Non-Probability Sample

Study Population

This study includes patients with chronic obstructive pulmonary disease, as well as patients without chronic obstructive pulmonary disease, but who are heavy smokers.

Description

Inclusion Criteria for COPD patients:

  • The patient has given his/her signed, informed consent
  • Forced expiratory volume in 1 second / forced vital capacity < 0.7 [FEV1/FVC < 0.7]
  • FEV1 < 50% of predicted value
  • Exclusion of other respiratory pathologies, based on anamnesis, computed tomography and complementary respiratory function tests and transthoracic ultrasound,
  • Smoking >10 pack-years, ongoing or weaned
  • Absence of exacerbation or intercurrent infectious episode for at least 4 weeks at time of inclusion
  • Medical indication for a bronchial fibroscopy (indication validated by the physician in charge of the patient and the study investigating physician): pulmonary peripheral nodule exploration with computed tomography, interventional endoscopy for emphysema reduction, removal of foreign bodies, other indications.
  • Absence of contraindications for bronchial biopsy (left to physician's discretion): not limited to: regular intake of anticoagulants or anti-platelet aggregation, hemostasis abnormalities

Inclusion Criteria for smokers:

  • The patient has given his/her signed, informed consent
  • Forced expiratory volume in 1 second / forced vital capacity > 0.7 [FEV1/FVC > 0.7]
  • FEV1 > 80% of predicted value
  • Exclusion of other respiratory pathologies, based on anamnesis, computed tomography (absence of extensive emphysema lesions defined by the presence of less than <5% relative surface area occupied by densities less than 910 UH (measured on millimeter cuts)) and respiratory function tests (Residual Volume <120%, Diffusion Capacity for Carbon Monoxide > 60% and Total Pulmonary Capacity> 120%) and transthoracic ultrasound (normal),
  • Smoking >40 pack-years, ongoing or weaned
  • Absence of exacerbation or intercurrent infectious episode for at least 4 weeks at time of inclusion
  • Medical indication for a bronchial fibroscopy (indication validated by the physician in charge of the patient and the study investigating physician): pulmonary peripheral nodule exploration with computed tomography, interventional endoscopy for emphysema reduction, removal of foreign bodies, other indications.
  • Absence of contraindications for bronchial biopsy (left to physician's discretion): not limited to: regular intake of anticoagulants or anti-platelet aggregation, hemostasis abnormalities

Exclusion Criteria:

  • Contra-indication for bronchial fibroscopy and cutaneous biopsy
  • Deficiency in α-1 antitrypsin
  • Significant bronchiectasis on chest computed tomography scan
  • Colonization of the airways by Pseudomonas Aeroginosa or Aspergillus
  • Chemotherapy or other cytotoxic treatments in the last 12 months
  • Systemic corticotherapy in the 4 weeks prior to inclusion
  • Long-term antibiotic treatment, notably by macrolides
  • Any other treatment that may affect the bronchial epithelium, this being left to the discretion of the investigating physician
  • Consumer of illicit drugs or alcohol
  • Participant in an exclusion period determined by a previous study
  • Subject not affiliated with, or not beneficiary of, a social security plan.
  • Pregnant or nursing women according to Article L1121-5 of the Public Health Code.
  • Vulnerable persons according to Article L1121-6 of the Public Health Code
  • An adult who is protected or incapable of giving consent in accordance with Article L1121-8 of the Public Health Code
  • Subject deprived of freedom by judicial or administrative decision.
  • Those patients for whom two epithelia cultures (1 from bronchial biopsy ("ALI") and 1 from fibroblast reprogrammation of redifferentiated iPS ("iALI")) were not obtained will be excluded (post-inclusion).

Study Plan

This section provides details of the study plan, including how the study is designed and what the study is measuring.

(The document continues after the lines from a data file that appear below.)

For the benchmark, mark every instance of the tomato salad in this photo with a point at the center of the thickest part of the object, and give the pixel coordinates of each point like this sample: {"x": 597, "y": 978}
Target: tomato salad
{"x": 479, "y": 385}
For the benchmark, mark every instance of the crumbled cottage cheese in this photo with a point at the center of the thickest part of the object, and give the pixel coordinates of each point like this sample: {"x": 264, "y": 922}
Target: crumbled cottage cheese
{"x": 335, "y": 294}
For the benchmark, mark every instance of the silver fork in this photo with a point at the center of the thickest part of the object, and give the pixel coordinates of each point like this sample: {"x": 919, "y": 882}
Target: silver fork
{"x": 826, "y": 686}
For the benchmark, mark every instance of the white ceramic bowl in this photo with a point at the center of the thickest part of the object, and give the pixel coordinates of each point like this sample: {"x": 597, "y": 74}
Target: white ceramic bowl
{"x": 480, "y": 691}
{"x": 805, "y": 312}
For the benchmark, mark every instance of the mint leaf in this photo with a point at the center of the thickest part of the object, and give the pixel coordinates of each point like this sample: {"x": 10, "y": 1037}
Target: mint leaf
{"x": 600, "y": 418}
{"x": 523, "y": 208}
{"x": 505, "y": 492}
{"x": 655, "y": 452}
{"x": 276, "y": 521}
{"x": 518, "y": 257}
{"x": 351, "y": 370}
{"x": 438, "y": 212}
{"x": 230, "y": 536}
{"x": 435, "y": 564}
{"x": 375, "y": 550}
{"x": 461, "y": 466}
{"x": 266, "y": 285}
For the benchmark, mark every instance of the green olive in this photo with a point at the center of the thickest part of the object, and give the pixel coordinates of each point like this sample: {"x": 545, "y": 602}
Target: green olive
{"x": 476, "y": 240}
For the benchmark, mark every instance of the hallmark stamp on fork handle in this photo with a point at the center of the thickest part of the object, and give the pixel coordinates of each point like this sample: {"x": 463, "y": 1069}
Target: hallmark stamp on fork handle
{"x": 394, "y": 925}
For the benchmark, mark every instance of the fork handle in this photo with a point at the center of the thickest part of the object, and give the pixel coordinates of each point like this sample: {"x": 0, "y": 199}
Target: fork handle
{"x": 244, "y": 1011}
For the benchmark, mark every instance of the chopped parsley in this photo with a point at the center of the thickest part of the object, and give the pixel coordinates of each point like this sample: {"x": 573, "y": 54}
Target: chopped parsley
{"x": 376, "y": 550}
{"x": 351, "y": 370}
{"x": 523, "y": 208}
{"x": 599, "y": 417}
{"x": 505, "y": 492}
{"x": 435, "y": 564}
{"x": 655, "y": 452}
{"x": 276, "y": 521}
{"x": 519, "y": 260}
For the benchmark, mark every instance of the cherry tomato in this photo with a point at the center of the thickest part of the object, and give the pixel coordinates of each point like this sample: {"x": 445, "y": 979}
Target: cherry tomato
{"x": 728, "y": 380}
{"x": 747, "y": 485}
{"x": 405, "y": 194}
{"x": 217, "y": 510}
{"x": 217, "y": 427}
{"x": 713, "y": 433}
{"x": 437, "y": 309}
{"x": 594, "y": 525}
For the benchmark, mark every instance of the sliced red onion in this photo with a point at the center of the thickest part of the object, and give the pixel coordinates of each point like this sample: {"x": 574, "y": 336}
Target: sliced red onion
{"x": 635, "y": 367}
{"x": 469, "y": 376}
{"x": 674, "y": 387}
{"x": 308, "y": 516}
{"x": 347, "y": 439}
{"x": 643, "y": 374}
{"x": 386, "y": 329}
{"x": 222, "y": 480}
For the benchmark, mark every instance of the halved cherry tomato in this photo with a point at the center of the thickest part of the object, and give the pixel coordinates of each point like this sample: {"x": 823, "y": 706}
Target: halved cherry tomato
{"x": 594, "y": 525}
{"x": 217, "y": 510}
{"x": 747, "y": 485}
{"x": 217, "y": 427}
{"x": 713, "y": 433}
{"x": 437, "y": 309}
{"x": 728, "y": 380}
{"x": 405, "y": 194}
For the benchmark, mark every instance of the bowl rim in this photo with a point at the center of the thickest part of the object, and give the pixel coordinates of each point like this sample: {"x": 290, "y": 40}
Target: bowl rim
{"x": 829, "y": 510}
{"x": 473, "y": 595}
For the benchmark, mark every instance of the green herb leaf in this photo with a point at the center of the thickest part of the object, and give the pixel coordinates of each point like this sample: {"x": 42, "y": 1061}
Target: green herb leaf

How is the study designed?

Design Details

  • Observational Models: Other
  • Time Perspectives: Cross-Sectional

Cohorts and Interventions

Group / Cohort
Intervention / Treatment
Patients likely to develop COPD

Patients in this group are relatively light smokers who have developed chronic obstructive lung disease (COPD).

Intervention: Bronchial biopsy

Intervention: Skin biopsy

Intervention: Blood sample
Procedure: Bronchial biopsy
The bronchial biopsy is part of this study's inclusion criteria and is required during routine care for the patient. Bronchial fibroscopy is performed under general or local anesthesia. Biopsies are performed using forceps and according to current recommendations. One biopsy will be fixed immediately in RCL2 medium while the others (between 3 and 6) will be kept in isotonic saline and rapidly prepared for air-liquid-interface (ALI) cell culture.
Procedure: Skin biopsy
The skin biopsy will be performed after local anesthesia by hypodermic injection of a 1% Xylocaine solution. A single sample of a skin fragment about 3 mm in diameter will be necessary.
Procedure: Blood sample
The blood sample will be taken at the end of the cutaneous biospy, approximately 20 ml of blood will be collected.
Patients not likely to develop COPD

Patients in this group are heavy smokers who have no signs of chronic obstructive lung disease (COPD).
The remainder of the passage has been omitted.